ObamaCare: feel the churn


Today’s big story about retail giant Target dropping insurance coverage for its part-time employees and dumping them into the ObamaCare exchanges (good luck with that, kids!) highlights two of the worst features of ObamaCare (or two of its best features, if you’re part of the Cloward-Piven “overload the system to impose socialism” crowd.)

First, it replaces private commerce with government controls and taxpayer subsidies.  Target had a policy that 10 percent of its part-time workforce – over 36,000 employees – bought voluntarily.  Now they’re going to become wards of the taxpayer, and most of the remaining 90 percent will be forced to join them, thanks to the individual mandate tax/penalty.  They’ll buy hideously expensive policies, with premiums pumped up by mandated benefits, many of which the buyers will find extravagant or useless, such as the infamous mandated maternity benefits for men.  They could never afford to pay those titanic premiums, but the taxpaying chumps of American will eat most of the cost for them.

In other words, these people will go from being a cost on Target’s profit-and-loss statement, to becoming 36,000 living pipelines from the public treasury into the pockets of insurance companies.  When we talk about young and healthy people forced to pay high premiums to keep ObamaCare solvent, we’re really talking about taxpayers pouring money into the insurance industry, at the direction of their senior partners in government, who will use the power of the individual mandate to compel people to participate.  That’s why the insurance industry got in bed with Obama and the Democrats.

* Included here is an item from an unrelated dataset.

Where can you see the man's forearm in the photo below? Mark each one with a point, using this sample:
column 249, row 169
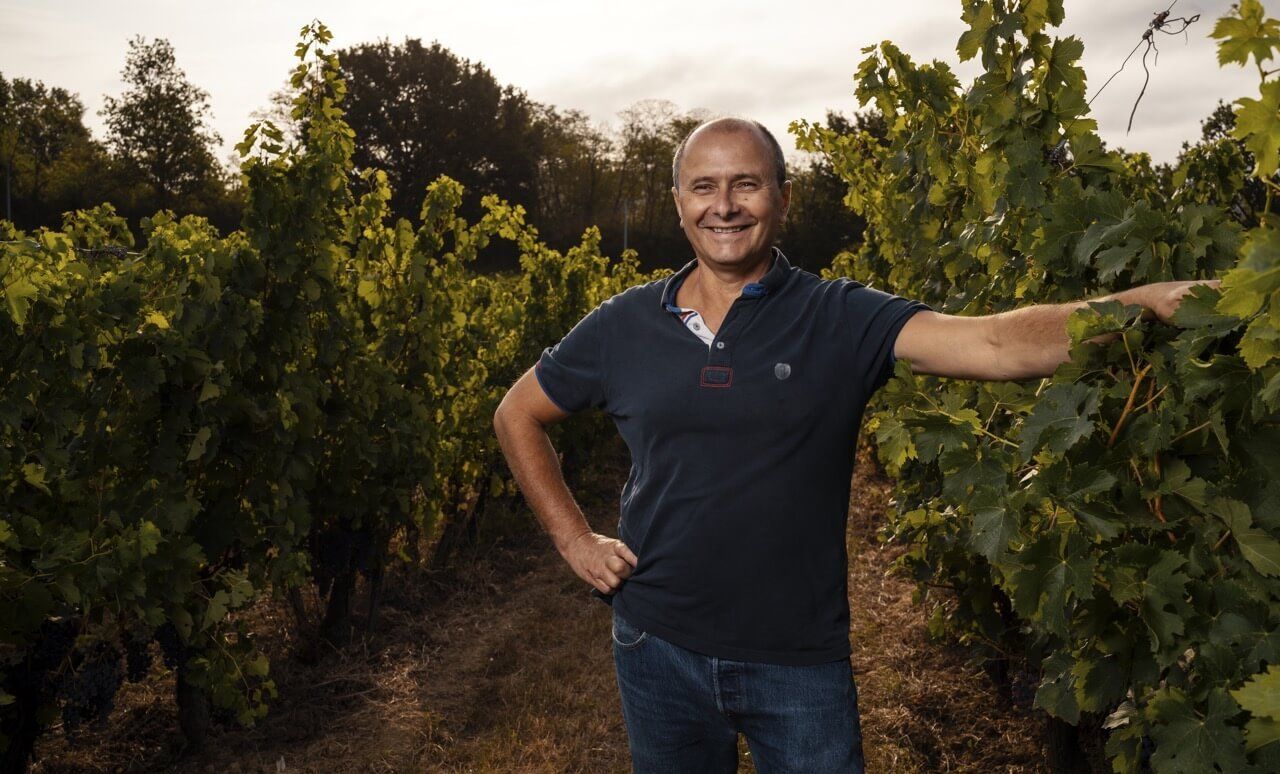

But even that taxpayer pipeline might not flow freely enough to make the scheme work, which brings us to the second big ObamaCare failure illuminated by the Target story: most of the painfully small customer base for ObamaCare comes from people who already had insurance before.  

Obama spent a trillion dollars, trashed the Constitution, and hijacked the insurance industry to help the ever-shifting millions in the Uninsured-American community get coverage.  (The number changes so much from speech to speech because Democrats keep running afoul of the highly inconvenient truth that a sizable portion of the Uninsured-American community are also members of the Undocumented-American community.)  But as ObamaCare unfolds, it’s increasingly clear that not many of the previously uninsured are signing up, even though they are virtually the only group for which “Affordable” Care Act plans are actually a reasonable value.  Most of the ObamaCare sign-ups are “churn,” as people with private plans – like those Target employees – learn the hard way that Obama was lying when he swore they would be able to keep them.

This came up in a CNBC story about Aetna CEO Mark Bertolini fretting that “ObamaCare has failed to attract the uninsured,” which means when insurance companies submit their ACA rates for 2015, they might have to jack premiums up even higher, which of course will depress new enrollments even further: the fabled ObamaCare Death Spiral.  

“Are they going to be double-digit [increases] or are we going to get beat up because they’re double-digit or are we just going to have to pull out of the program?” Bertolini asked in a “Squawk Box” interview from the World Economic Forum in Davos, Switzerland. “Those questions can’t be answered until we see the population we have today. And we really don’t have a good view on that.”

He said that so far, Obamacare has just shifted people who were insured in the individual market to the public exchanges where they could get a better deal on a subsidy for coverage. “We see only 11 percent of the population is actually people that were firmly uninsured that are now insured. So [it] didn’t really eat into the uninsured population.”

For Obamacare to work better, it needs more flexibility and choice of insurance programs, Bertolini said. “We need to make it a lot more simpler for people. There needs to be more choice. When you get more choice, you make it more of a market and you get more people in the program.”

What’s interesting about this complaint from a knowledgeable industry insider is that it suggests they were really counting on those Constitution-shredding tax/penalties to force a large number of new customers into their hands, compelling people who used to take a pass on buying insurance to get into the game.  Obama and his team of central-planning stooges may not understand the first thing about how the insurance industry (or any other industry, for that matter) functions, but Aetna’s CEO certainly does.  And he doesn’t think “churn” from destroyed private plans into the ObamaCare exchanges is going to keep his business model floating.  He thinks the ACA plans are so unappealing that not even the first stage or two of the individual mandate, coupled with the promise of taxpayer subsidies, is going to bring enough profitable young healthies into the system.